ASHEVILLE, N.C. — Increased store traffic and a more productive sales mix helped Ingles Markets here post gains in sales and earnings for the fourth quarter and fiscal year that ended Sept. 25, the retailer said last week.
“Given the extended recession and intensified competition for a smaller amount of consumer dollars, we're pleased with our growth in sales and customer traffic,” Ron Freeman, chief financial officer of Ingles, said in a conference call discussing results. “We believe we have reacted well in this difficult environment.”
Ingles reported quarterly net income of $8.5 million — a 63.5% increase from the same period a year ago — on sales of $856 million. Overall sales increased 2.1% and comparable-store sales, excluding gas, increased by 1.8%.
Store traffic was up by 5.4% for the quarter, more than making up for a lower average ticket per visit, Freeman said. Gross margins improved by 70 basis points in the quarter as customers bought more higher-margin items including produce, he added.
Sales for the fiscal year improved 4.3% to $3.4 billion, and net earnings of $31.7 million improved by 10.1%.
In its annual report filed with federal regulators last week, Ingles noted that annual perishable sales increased by 2.4% in 2010 while grocery sales were up by 0.6%. Rising prices for gasoline and milk helped those categories increase sales, the company added.
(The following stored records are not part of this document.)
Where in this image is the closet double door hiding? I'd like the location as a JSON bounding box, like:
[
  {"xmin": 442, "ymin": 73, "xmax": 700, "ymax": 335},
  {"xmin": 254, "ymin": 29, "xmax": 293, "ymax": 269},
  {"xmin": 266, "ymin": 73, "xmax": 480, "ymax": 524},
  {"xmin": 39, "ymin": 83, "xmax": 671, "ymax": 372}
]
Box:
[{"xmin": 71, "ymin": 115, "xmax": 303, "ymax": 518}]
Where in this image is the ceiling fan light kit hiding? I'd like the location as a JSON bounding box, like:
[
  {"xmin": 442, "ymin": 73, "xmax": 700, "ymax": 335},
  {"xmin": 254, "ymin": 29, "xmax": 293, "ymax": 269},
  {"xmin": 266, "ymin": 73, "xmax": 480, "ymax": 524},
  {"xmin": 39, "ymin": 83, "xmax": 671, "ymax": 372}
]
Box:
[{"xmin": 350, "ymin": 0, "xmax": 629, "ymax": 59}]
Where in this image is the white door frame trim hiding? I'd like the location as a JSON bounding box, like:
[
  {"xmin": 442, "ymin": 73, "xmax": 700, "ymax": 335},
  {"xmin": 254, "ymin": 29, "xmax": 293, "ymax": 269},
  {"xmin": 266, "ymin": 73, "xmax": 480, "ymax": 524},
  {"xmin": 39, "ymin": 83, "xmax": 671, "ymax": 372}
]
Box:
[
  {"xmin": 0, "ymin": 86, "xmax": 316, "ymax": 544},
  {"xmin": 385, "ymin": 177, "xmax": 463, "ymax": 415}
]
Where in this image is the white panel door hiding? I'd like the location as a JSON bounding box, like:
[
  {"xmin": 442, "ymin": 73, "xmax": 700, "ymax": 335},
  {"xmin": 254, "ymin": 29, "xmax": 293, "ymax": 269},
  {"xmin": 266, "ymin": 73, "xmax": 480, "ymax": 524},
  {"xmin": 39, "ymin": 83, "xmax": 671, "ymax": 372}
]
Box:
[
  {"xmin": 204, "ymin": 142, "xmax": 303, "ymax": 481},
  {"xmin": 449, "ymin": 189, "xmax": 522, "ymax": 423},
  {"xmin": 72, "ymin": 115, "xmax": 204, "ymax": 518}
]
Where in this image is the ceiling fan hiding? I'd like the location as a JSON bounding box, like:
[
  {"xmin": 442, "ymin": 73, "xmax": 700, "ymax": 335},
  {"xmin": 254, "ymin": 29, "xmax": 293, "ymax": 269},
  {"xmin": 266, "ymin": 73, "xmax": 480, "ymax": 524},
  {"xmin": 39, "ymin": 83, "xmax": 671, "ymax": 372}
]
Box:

“In general, grocery segment sales increases excluding gasoline during fiscal 2010 were driven by effective promotions, cost competitiveness, service execution and expanded product selections,” Ingles said. “The company believes it is important to aggressively protect market share and customer traffic during difficult economic conditions and increased unemployment in its market area.”
Ingles said it expected “modest” sales gains in fiscal 2011 as executives anticipate the recovery would be gradual and choppy.
“I think, overall, [consumers] are feeling better, but like most things in the economy these days, I think it's going to be a slow incremental move forward,” Freeman said.
Capital expenditures are expected to increase from $92 million in fiscal 2010 to between $100 million and $140 million in 2011, the company said. Projects include a plan to expand its current distribution center in Asheville, funded in part by $99.7 million in tax-exempt Recovery Zone bonds.